There is substantial evidence that T-cells are off balance in antineutrophil cytoplasmic antibody (ANCA)-associated vasculitides. Genetic risk factors may influence shaping of the TCR repertoire and regulatory control of T-cells in predisposed individuals. T-cells are found in inflammatory lesions. Vigorous Th1-type responses are seen in Wegener's granulomatosis and microscopic angiitis, whereas a Th2-type response predominates in Churg-Strauss syndrome. Oligoclonality and shortened telomers indicate antigen-driven clonal expansion and replicative senescence of T-cells in ANCA-associated vasculitides. Potent CD28- Th1-type cells displaying an effector-memory/late differentiated, senescent phenotype are expanded in peripheral blood and are found in granulomatous lesions in Wegener's granulomatosis. Differences in proliferative peripheral blood T-cell responses to the autoantigens proteinase 3 (PR3)- and myeloperoxidase (MPO) have not consistently been detected between patients with ANCA-associated vasculitides and healthy controls in vitro. To recognize an autoantigen, break tolerance, and maintain autoimmune disease T- and B-cells require particular triggers and lymphoid structures.
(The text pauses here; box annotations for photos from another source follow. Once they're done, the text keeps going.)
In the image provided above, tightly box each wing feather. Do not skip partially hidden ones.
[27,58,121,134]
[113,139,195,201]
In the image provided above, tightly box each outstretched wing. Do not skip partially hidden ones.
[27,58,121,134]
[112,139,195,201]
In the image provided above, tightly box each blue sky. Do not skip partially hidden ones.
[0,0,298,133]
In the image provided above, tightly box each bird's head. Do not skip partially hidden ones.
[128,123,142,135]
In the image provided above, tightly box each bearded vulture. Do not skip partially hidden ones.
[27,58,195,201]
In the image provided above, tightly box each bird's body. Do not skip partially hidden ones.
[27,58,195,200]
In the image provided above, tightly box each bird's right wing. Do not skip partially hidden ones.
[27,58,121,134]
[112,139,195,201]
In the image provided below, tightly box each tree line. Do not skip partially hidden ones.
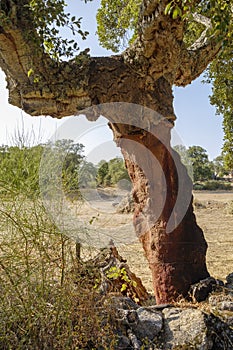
[0,140,229,195]
[0,140,129,196]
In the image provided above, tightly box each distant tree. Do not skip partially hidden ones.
[78,160,97,187]
[212,154,229,177]
[52,139,85,193]
[188,146,213,181]
[96,160,110,186]
[108,157,130,185]
[173,145,193,178]
[0,145,43,196]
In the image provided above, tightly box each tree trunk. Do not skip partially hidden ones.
[111,121,209,304]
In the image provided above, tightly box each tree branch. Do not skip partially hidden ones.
[174,13,222,86]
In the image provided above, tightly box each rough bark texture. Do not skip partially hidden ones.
[0,0,221,302]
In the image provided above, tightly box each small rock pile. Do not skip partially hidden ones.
[109,273,233,350]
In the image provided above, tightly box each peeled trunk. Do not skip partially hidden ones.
[109,121,209,304]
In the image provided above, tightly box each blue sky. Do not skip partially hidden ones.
[0,0,223,159]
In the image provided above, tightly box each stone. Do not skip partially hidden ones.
[219,301,233,311]
[162,308,213,350]
[190,277,219,302]
[225,272,233,291]
[133,307,163,340]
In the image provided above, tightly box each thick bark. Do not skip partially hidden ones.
[0,0,226,303]
[109,122,209,304]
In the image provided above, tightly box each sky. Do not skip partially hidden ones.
[0,0,226,162]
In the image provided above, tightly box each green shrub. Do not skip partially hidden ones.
[0,189,115,350]
[226,201,233,215]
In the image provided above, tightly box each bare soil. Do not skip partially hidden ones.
[72,191,233,293]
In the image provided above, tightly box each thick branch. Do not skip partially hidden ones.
[174,14,222,86]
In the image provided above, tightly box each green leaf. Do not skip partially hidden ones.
[164,1,173,15]
[28,68,34,78]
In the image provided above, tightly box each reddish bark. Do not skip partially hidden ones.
[109,122,209,304]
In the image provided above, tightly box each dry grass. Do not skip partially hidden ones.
[69,191,233,293]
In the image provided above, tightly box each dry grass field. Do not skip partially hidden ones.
[74,191,233,292]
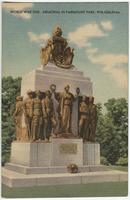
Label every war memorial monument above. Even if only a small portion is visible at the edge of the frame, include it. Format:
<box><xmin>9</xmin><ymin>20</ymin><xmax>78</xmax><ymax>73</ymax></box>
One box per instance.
<box><xmin>2</xmin><ymin>26</ymin><xmax>127</xmax><ymax>187</ymax></box>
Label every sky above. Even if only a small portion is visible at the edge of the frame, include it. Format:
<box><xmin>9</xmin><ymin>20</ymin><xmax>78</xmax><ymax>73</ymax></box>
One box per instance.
<box><xmin>2</xmin><ymin>2</ymin><xmax>128</xmax><ymax>103</ymax></box>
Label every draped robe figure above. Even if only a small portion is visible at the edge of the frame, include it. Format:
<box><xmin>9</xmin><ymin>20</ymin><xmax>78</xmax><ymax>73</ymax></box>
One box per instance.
<box><xmin>40</xmin><ymin>26</ymin><xmax>74</xmax><ymax>69</ymax></box>
<box><xmin>13</xmin><ymin>96</ymin><xmax>23</xmax><ymax>141</ymax></box>
<box><xmin>42</xmin><ymin>90</ymin><xmax>56</xmax><ymax>140</ymax></box>
<box><xmin>59</xmin><ymin>85</ymin><xmax>74</xmax><ymax>133</ymax></box>
<box><xmin>79</xmin><ymin>96</ymin><xmax>89</xmax><ymax>141</ymax></box>
<box><xmin>31</xmin><ymin>91</ymin><xmax>43</xmax><ymax>141</ymax></box>
<box><xmin>89</xmin><ymin>97</ymin><xmax>97</xmax><ymax>142</ymax></box>
<box><xmin>24</xmin><ymin>90</ymin><xmax>33</xmax><ymax>140</ymax></box>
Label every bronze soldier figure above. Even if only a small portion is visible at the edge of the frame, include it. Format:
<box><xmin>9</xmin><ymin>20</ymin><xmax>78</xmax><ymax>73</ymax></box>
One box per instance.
<box><xmin>89</xmin><ymin>97</ymin><xmax>97</xmax><ymax>142</ymax></box>
<box><xmin>79</xmin><ymin>96</ymin><xmax>89</xmax><ymax>141</ymax></box>
<box><xmin>42</xmin><ymin>90</ymin><xmax>57</xmax><ymax>140</ymax></box>
<box><xmin>24</xmin><ymin>90</ymin><xmax>33</xmax><ymax>140</ymax></box>
<box><xmin>31</xmin><ymin>90</ymin><xmax>43</xmax><ymax>141</ymax></box>
<box><xmin>13</xmin><ymin>96</ymin><xmax>23</xmax><ymax>140</ymax></box>
<box><xmin>59</xmin><ymin>85</ymin><xmax>74</xmax><ymax>133</ymax></box>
There is preliminary evidence of lymphoid-like structures and possible maturation of autoreactive PR3-ANCA-specific B-cells in granulomatous lesions in Wegener's granulomatosis. Alteration of the T-cell response and anomalous autoantigen-presentation in lymphoid-structures could facilitate development of autoimmune disease in ANCA-associated vasculitides.

Original languageEnglish
JournalClinical and Experimental Immunology
Issue number2
Pages (from-to)201-210
Number of pages10
Publication statusPublished - 08.2005

Research Areas and Centers

  • Academic Focus: Center for Infection and Inflammation Research (ZIEL)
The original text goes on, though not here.